ST. CLAIRSVILLE - St. Clairsville lawyer Michael Shaheen - a member of the Ohio Liquor Control Commission - could face administrative action based on the board's 2010 decision to reinstate liquor permits to two Cincinnati restaurants that lost them, Ohio Inspector General Randall J. Meyer said this week.
A complaint filed with the Ohio Inspector General's Office alleges Shaheen, then serving as chairman of the commission, and Vice Chairman Paul M. Booth ignored a mandate from the Ohio 10th District Court of Appeals when they signed orders returning permits to the Rookwood Mews and Nicholson's Pub bars. The permits previously had been pulled when the bars failed to pay filing or withholding taxes they owed, according to the Ohio Inspector General's report.
The third member of the board at that time, Robert Gardner, did not sign the order. He has since been replaced by former Republican congresswoman Deborah Pryce, who now serves as chairwoman of the three-member commission.
Meyer is recommending the board work to "ensure the Ohio Revised Code and the Ohio Administrative Code pertaining to the application and renewal of liquor permits are followed."
Secondly, he wants the commission to determine if "administrative action is warranted against Michael Shaheen and Paul Booth for the reinstatement of the of the liquor permits held by Nicholson's Pub and Rockwood Mews."
Meyer also has asked Pryce to respond within 60 days with a plan detailing how the recommendations will be implemented.
The report states the case began in May 2009, when the Ohio Tax Commission Office notified the Division of Liquor Control two bars were delinquent in their taxes, that non-renewal orders for their liquor permits were in effect, and that their sale of liquor after June 1, 2009, "would be illegal."

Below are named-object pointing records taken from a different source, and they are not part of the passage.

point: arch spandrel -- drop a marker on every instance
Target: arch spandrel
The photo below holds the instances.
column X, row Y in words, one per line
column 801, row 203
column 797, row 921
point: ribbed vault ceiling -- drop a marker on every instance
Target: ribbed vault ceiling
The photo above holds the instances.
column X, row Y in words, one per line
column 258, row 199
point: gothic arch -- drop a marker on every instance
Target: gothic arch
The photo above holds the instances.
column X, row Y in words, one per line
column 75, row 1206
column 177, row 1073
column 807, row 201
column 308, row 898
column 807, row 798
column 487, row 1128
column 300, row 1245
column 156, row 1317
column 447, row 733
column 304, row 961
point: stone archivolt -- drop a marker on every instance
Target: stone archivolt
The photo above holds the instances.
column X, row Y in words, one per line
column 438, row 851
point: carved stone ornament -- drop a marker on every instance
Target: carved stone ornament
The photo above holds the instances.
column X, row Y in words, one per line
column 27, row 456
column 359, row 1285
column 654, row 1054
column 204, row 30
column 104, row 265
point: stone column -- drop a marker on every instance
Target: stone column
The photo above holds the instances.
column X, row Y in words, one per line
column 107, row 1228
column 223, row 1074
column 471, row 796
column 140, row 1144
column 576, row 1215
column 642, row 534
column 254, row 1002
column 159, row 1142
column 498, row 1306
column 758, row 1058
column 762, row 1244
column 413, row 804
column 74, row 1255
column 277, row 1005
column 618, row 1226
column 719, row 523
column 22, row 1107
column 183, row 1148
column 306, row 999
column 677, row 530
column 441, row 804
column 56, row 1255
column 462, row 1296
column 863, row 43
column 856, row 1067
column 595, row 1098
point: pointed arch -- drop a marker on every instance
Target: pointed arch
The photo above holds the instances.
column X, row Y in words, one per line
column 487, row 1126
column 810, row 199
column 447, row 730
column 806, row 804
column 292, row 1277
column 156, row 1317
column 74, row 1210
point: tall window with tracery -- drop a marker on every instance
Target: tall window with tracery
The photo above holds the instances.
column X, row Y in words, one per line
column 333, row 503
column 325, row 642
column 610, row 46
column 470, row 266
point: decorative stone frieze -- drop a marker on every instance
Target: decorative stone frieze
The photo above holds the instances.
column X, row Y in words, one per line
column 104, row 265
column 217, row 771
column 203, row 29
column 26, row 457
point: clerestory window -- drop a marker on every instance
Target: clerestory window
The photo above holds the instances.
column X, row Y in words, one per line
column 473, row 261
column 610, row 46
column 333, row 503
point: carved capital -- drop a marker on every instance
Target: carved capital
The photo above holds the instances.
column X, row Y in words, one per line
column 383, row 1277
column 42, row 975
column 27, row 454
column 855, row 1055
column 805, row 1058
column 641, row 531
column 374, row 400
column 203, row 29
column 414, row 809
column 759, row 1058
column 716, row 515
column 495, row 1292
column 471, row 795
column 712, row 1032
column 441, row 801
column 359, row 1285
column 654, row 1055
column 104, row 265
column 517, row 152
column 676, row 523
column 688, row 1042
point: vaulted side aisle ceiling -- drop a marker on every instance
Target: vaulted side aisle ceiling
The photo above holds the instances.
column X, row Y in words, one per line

The bars filed numerous appeals and requests to continue selling alcohol before dismissing a final appeal on April 14, 2010.

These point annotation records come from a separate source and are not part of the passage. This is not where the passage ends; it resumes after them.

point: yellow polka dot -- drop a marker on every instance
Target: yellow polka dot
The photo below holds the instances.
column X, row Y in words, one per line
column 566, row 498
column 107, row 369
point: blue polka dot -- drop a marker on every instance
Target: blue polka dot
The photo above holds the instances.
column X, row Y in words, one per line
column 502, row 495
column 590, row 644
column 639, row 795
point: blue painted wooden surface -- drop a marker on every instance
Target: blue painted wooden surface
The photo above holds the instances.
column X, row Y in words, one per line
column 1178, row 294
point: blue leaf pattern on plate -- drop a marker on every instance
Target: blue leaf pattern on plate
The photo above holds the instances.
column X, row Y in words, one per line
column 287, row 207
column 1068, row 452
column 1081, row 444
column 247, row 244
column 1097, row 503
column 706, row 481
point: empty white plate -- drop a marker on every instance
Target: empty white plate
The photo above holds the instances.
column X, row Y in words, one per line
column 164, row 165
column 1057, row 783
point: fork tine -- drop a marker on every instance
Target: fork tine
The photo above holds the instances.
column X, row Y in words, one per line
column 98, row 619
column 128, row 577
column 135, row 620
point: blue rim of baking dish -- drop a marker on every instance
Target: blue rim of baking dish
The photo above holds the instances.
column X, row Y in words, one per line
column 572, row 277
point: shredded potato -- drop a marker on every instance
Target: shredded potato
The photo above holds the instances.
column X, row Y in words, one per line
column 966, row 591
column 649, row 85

"By dismissing the appeal, all (future) appeals were exhausted," Meyer wrote in the report.
When a permit is defunct or revoked, it is returned to the Ohio Department of Commerce Division of Liquor Control, and these permits are considered "null and void" and can't be reissued, according to Meyer.
A new permit, though, can be issued to a different establishment.
The report continues that two new permits should have been made available to other establishments in the geographical areas where the bars were located, and that there was a waiting list for the permits.
The two bars that lost the permits hired a new attorney, Mark Gutentag, in August 2010. He filed a motion before the liquor control commission to reopen both cases and requested a stay. The motion was granted on Aug. 31, 2010, and signed by Shaheen and Booth.
Gardner noted his dissent on the order, believing it could set "a dangerous precedent." He noted the two permits were defunct, and thus the stay request was nullified. He added that the case had run its legal course, and that there also was no confirmation from the Ohio Department of Taxation that the outstanding taxes had been paid for both permits.
Shaheen did not return calls seeking comment Tuesday.
But on Dec. 16, 2011, representatives from the Ohio Inspector General's Office met with Shaheen "to get a better understanding of why the decision was made ...," according to the report. It notes Shaheen said that "while there did not appear to be a statutory mechanism to renew the permits once dismissed in the court of appeals, the commission had broad discretion to act, and that the renewal of the permits resulted in numerous jobs being saved."
Shaheen later provided a list of cases believed to be similar in nature in which the commission had taken similar action to renew permits. These cases, though, had documentation from common pleas courts remanding them back before the commission, or they contained some verification that past delinquent taxes had been paid, the report states.
Shaheen's term on the commission extends through February 2013, and Booth's until February 2015, according to information provided by the commission.
Shaheen lost a bid for Belmont County treasurer in the recent Democrat primary election.